Trochę dziwiło mnie, że Sharp nie zaprezentował jeszcze konsumenckich telewizorów 4K. Finansowo nie dzieje się teraz u tego producenta najlepiej, ale to przecież on prezentował pierwszy na świecie telewizor 8K przystosowany do standardu Super Hi-Vision Japończyków. I to już w 2011 roku.

Sharp Super Hi-Vision

Teraz jednak nadszedł czas, by pokazać coś dla mas. Sharp będzie miał dwa telewizory 4K – AQUOS UD1 o rozmiarze 70 i 60 cali. W Japonii mają się one pojawić kolejno 15. czerwca i 10. sierpnia. O premierze w Europie jeszcze nic nie wiadomo.

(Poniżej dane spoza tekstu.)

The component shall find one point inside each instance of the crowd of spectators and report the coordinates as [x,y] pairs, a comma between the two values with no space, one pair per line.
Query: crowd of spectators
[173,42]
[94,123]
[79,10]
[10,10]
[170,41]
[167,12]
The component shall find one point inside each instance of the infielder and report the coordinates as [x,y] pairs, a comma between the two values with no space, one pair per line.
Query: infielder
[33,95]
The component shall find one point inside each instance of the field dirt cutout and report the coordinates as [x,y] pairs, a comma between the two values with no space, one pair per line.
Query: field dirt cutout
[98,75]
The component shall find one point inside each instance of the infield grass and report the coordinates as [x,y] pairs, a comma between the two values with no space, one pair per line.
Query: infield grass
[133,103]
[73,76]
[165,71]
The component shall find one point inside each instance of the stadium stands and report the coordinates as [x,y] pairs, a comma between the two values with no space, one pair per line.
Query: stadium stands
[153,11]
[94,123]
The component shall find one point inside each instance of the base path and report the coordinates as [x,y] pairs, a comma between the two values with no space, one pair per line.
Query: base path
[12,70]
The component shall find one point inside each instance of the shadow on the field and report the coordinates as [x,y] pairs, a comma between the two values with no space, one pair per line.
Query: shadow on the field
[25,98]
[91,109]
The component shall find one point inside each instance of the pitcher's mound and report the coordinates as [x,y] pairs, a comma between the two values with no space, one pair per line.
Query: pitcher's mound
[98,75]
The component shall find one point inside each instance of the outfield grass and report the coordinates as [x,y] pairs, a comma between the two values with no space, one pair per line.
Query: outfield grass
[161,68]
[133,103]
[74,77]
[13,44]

Co ciekawego w modelach 4K Sharpa? Producent podkreśla trzy wady nowoczesnej technologii, które udało mu się pokonać w modelu UD1. Są to:

  • bardziej widoczne piksele na dużej przekątnej,
  • większe odbijanie światła w dużym telewizorze,
  • problemy z instalacją ogromnego panelu.

Problemy te ma rozwiązać kolejno matryca 4K, wbudowany filtr Moth Eye zmniejszający odbicia światła i zmniejszenie ramki wokół matrycy. Model 70-calowy ma mieć szerokość 157,8 cm i wagę 47,5 kg.

Oprócz tego telewizor będzie miał jeszcze wbudowane głośniki 2.1 (model 70-calowy ma certyfikat THX 4K Display), 400 MB pamięci i slot na karty SD.

Ceny? 850 000 jenów za model 70″ i 650 000 za 60″. Czyli około 26 000 i 20 000 zł. Miesięcznie Sharp ma produkować około 2000 sztuk tych telewizorów.

Jedyna uwaga jaką mam odnosi się do praktycznego zastosowania filtra Moth Eye. Pisałem o nim przy okazji relacji z pokazu Philipsa na targach IFA 2012. Od tamtej pory sporo się jednak zmieniło. Podczas ostatniej konferencji prasowej tego samego producenta w Warszawie, dowiedziałem się, że Philips zrezygnował w tym roku z Moth Eye, ponieważ filtr był bardzo wrażliwy na uszkodzenia mechaniczne. Poprawiał jakość obrazu, ale wystarczyło mocniej nacisnąć na matrycę telewizora, by móc uszkodzić jego powierzchnię. Informacji nie potwierdzałem u innego źródła, więc nie podaję jej jako pewnik. Przekazuję tylko komunikat Philipsa, który jeszcze rok temu bardzo chwalił to rozwiązanie, a w 2013 z niego rezygnuje. Ciekaw jestem jak z tą kwestią poradzi sobie Sharp.